Advertencia: tanto los personajes como la situación descrita son propiedad intelectual de George R.R Martin.
No Mercy
Había corrido tratando de huir de él pero, encerrada en su habitación, la había encontrado. En sus brazos el pequeño lloraba, aturdido, asustado. Había tratado de reconfortarle, recitando palabras dulces en su oído, palabras vanas que escapaban al viento. Nada iba a salir bien; él los había acorralado.
La puerta se había abierto con un sonido quedo, una lluvia de madera y astillas. De su rostro apenas quedaba rastro, oculto bajo sangre y fuego, ira y odio pintados en sus ojos vacíos, cuencas inexpresivas, salvajes, animales. Su voz atronadora resonó en su cabeza como una sentencia que no lograba entender. Podía sentir el aroma dulzón del miedo latiendo en su corazón, la adrenalina subiendo hasta su boca, el pulso martilleando en su interior, tratando de escapar. Y su hijo se había volteado y mirado con sus ojos infinitos al monstruo y, por un instante, una sonrisa aleteó en su rostro.

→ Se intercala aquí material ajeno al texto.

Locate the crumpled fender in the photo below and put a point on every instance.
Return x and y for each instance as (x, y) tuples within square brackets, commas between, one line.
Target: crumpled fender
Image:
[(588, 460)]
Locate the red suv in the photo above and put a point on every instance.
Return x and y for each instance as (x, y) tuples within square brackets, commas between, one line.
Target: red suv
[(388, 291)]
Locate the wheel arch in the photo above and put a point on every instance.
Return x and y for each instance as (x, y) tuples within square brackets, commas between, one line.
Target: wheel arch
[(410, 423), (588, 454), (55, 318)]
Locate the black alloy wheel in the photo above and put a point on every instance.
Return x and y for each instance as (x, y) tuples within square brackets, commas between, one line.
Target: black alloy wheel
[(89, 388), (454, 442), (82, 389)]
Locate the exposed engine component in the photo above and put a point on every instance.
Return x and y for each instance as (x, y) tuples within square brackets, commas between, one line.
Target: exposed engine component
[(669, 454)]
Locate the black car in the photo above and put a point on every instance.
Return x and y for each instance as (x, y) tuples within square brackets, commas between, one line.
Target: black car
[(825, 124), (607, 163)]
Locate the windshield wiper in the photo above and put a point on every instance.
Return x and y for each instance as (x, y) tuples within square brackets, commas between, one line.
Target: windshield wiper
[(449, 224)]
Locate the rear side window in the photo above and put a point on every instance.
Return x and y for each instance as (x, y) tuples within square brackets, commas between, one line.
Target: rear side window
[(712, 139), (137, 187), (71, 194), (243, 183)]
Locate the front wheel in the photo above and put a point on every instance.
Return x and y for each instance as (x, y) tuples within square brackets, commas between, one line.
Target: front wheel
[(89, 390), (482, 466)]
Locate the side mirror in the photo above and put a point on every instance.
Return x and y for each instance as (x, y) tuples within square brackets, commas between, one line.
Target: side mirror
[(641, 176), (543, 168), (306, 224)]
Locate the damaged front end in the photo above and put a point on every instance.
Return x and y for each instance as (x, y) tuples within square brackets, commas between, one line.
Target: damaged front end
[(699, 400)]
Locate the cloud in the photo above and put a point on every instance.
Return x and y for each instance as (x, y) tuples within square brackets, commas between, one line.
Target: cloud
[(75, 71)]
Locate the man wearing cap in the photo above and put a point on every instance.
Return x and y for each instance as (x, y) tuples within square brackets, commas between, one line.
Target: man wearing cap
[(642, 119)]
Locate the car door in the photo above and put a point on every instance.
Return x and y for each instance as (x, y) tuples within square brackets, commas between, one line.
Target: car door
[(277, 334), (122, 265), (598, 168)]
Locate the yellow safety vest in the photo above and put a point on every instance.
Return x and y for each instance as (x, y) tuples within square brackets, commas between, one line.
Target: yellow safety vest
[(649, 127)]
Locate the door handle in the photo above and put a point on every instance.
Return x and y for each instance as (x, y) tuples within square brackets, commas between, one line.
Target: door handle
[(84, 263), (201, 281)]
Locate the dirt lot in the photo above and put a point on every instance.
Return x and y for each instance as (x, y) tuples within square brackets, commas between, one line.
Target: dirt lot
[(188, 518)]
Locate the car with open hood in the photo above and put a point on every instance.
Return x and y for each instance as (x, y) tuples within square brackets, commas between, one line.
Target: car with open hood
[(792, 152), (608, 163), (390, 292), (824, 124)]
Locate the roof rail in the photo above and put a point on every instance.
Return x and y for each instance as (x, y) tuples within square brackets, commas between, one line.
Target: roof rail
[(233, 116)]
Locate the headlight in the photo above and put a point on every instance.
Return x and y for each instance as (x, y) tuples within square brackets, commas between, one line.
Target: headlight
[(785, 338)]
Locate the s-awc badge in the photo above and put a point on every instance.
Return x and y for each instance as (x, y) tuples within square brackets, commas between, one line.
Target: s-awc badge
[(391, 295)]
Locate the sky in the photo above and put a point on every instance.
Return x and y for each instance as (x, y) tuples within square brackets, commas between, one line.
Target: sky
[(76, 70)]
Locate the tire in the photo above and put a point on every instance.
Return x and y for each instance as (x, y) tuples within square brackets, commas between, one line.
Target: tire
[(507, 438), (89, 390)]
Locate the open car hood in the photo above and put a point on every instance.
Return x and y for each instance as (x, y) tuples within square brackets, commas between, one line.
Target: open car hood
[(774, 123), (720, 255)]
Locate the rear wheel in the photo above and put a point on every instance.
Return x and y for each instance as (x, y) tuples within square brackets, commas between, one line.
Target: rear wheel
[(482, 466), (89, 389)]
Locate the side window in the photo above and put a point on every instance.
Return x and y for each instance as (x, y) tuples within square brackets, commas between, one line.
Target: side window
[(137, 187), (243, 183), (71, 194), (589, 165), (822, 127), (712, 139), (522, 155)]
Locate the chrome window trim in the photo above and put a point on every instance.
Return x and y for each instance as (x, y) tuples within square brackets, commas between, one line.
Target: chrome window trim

Le bastó una manaza para arrebatarle a su pequeño de entre sus brazos. Oyó cómo sus huesos se quebraban, cómo la sangre estallaba para colorear los muros de su cambra mientras el horror enturbiaba sus ojos oscuros y las lágrimas intentaban brotar, confundidas, reptando por su piel bruñida.
Y ya nada importaba, ni la vida escapando de su cuerpo marchito cuando él la tomaba, mancillando su nombre, su honor, con las entrañas de su hijo resbalando por esas manos que la tocaban, manchando su piel con cada nueva sacudida. Y los gritos murieron en sus labios cuando él terminó, arrojando su cuerpo innerte al suelo, carente ya de valor.